Ire'ne Lara Silva is a Chicana feminist poet and writer from Austin, Texas. Her parents were migrant farmworkers. She has published numerous works of poetry and her short story collection won the 2013 Premio Aztlán Literary Prize. A central theme of her work is Indigenous survival and perseverance despite colonization: "let's empower ourselves with that knowledge."

==Early years==
Silva grew up in the Rio Grande Valley of South Texas. Her parents were migrant farmworkers and she spent many years with her family moving "from South Texas to Mathis to Oklahoma to New Mexico to the Panhandle and back to South Texas."

==Writing career==
Silva is the author of three chapbooks of poetry, two full-length books of poetry, and one short story collection. Her work has appeared in various journals, including Acentos Review, Pilgrimage, and Yellow Medicine Review and various anthologies including Improbable Worlds: An Anthology of Texas and Louisiana Poets and The Weight of Addition: An Anthology of Texas Poetry.

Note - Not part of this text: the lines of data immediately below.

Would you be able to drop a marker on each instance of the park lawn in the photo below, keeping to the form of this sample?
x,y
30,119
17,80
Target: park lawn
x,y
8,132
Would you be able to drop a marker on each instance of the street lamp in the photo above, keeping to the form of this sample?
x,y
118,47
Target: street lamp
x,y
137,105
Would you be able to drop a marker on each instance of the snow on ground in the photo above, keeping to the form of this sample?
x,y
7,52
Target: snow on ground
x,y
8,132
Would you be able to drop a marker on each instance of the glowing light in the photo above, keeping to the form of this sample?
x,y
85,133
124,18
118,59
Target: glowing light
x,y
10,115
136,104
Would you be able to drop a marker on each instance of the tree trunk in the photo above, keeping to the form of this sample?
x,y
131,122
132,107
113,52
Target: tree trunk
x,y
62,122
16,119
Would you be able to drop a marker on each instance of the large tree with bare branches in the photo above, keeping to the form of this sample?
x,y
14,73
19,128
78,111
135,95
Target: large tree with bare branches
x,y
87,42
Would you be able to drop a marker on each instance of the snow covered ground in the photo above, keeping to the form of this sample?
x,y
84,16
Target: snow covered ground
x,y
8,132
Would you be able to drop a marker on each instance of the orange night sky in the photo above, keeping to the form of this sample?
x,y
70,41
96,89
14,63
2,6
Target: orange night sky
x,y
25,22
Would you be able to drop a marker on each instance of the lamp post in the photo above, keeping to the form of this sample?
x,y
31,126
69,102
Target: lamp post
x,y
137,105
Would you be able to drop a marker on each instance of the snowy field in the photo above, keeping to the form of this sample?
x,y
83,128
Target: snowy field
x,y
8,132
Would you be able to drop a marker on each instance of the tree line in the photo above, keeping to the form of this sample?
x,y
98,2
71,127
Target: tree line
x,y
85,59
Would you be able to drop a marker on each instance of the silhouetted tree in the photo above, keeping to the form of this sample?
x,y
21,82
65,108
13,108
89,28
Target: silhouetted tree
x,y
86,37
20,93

Silva's collection, blood sugar canto, was published by Saddle Road Press in January 2016. Silva served as co-editor with Dan Vera for IMANIMAN: Poets Reflect on Transformative & Transgressive Borders Through Gloria Anzaldúa's Work, published by Aunt Lute Books (2016).

==Awards and prizes==
Her first full-length collection of poetry furia received an honorable mention for the 2011 International Latino Book Award. Her short story collection flesh to bone won the 2013 Premio Aztlán Literary Prize, was a fiction finalist for A Room of Her Own Foundation's 2013 Gift of Freedom Award, and was a finalist for Foreword Review's Book of the Year Award in Multicultural Fiction.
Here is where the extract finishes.